Осколком ли фугаски перешибут мне ноги…»

Только в 1944 году в госпитале в Москве профессор Вишневский делает последнюю операцию — полную ампутацию ноги.

«Оттуда» иногда возвращаются. Рассказ, переданный Лавриным, достоверный. По спирали из кругов ада, как бабочка одного из стихотворений поэта «Из тени в свет перелетая, она сама и тень и свет», — душа оживала силою воли, судьбы, искусством врачей и любовью близких.

«Душа, зачем тебе Китай?

О госпожа моя цветная,

Пожалуйста, не улетай!»

Из писем в госпиталь знаем, как эта необычная семья живет заботами об отце и муже, о бытовых трудностях.

Обсуждается вопрос с Арсением, стоит ли говорить сейчас детям о ноге или потом, где лучше заказывать протез и многое другое. Госпиталь в основном на Тониных плечах. Умирает страдавшая много Мария Даниловна. Так ли, иначе уже — в 1944 году Антонина Александровна перевозит Арсения в Переделкино, где тем летом на даче жили дети.

«Когда мир раскалывается надвое, трещина проходит через сердце поэта» — так написал однажды поэт Генрих Гейне.

Поездка в Грузию в 1945 году была настоящим праздником. Кроме переводческой работы были новые встречи, друзья, разговоры, послевоенные застолья. Это была та Грузия, которой сегодня уже нет, как и многого другого из жизни 45-го года, года Победы и надежд.

В Грузию Арсения Александровича пригласил поэт Симон Чиковани, тогда первый секретарь Союза писателей Грузии. И хотя время было трудное, гостеприимство друзей не имело границ. Немного отдохнув, Арсений засел за работу — переводы Григола Абашидзе, Георгия Леонидзе, Симона Чиковани и других поэтов Грузии. Арсений полюбил Чиковани, его поэзию, натуру, высокую культуру этого человека. Они стали друзьями.

В 1967 году Арсений Александрович мысленно возвращается в ту Грузию 45-го года в стихах «Ласточки».

«Я в Грузии бывал, входил и я когда-то

о щебню и траве в пустынный храм Баграма…»
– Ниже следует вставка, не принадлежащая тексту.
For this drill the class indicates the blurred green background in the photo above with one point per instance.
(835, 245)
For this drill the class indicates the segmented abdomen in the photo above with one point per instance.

Тогда же, в сорок пятом, через поэзию проходит тень женщины по имени Кетавана, с которой он познакомился в Тбилиси. Проходит легко, грустно, почти неосязаемо, сквозь сетку дождя.

«Сеет дождь из тумана,

Капли падают с крыш.

Ты, наверное, спишь,

В белом спишь, Кетавана?»

1946 год перевернул всю жизнь страны и надолго отбросил ее назад — в кошмар страха от светлой послевоенной надежды обновления. Арсений Александрович готовил для печати свой первый сборник «Стихи разных лет». Символично, что обсуждение сборника в Союзе писателей состоялось в конце декабря 1945 года. Собрание вел поэт Павел Антокольский, хорошо относившийся к поэзии Тарковского и к нему самому. Выступали Лев Ошанин, Маргарита Алигер и многие другие популярные тогда поэты. Издание было одобрено, и началась работа с Ленинградской типографией. Летом был готов сигнальный экземпляр. Но тут наступил любимый в России август — август 1946 года. Как раз все возвращаются отдохнувшие из отпусков, школьники собираются в школу. Вот тут-то и вышло постановление ЦК ВКП(б). О журналах «Звезда» и «Ленинград». Доклад делал лично товарищ Жданов, первый секретарь Ленинградского обкома партии. Затем последовало постановление о театре, кино, музыке, — по всему фронту идеологии народ построили в ряд по команде «смирно». Это безумие неизвестно чем бы закончилось (вспомним репрессии конца сороковых годов), если бы не смерть вождя народов в 1953 году.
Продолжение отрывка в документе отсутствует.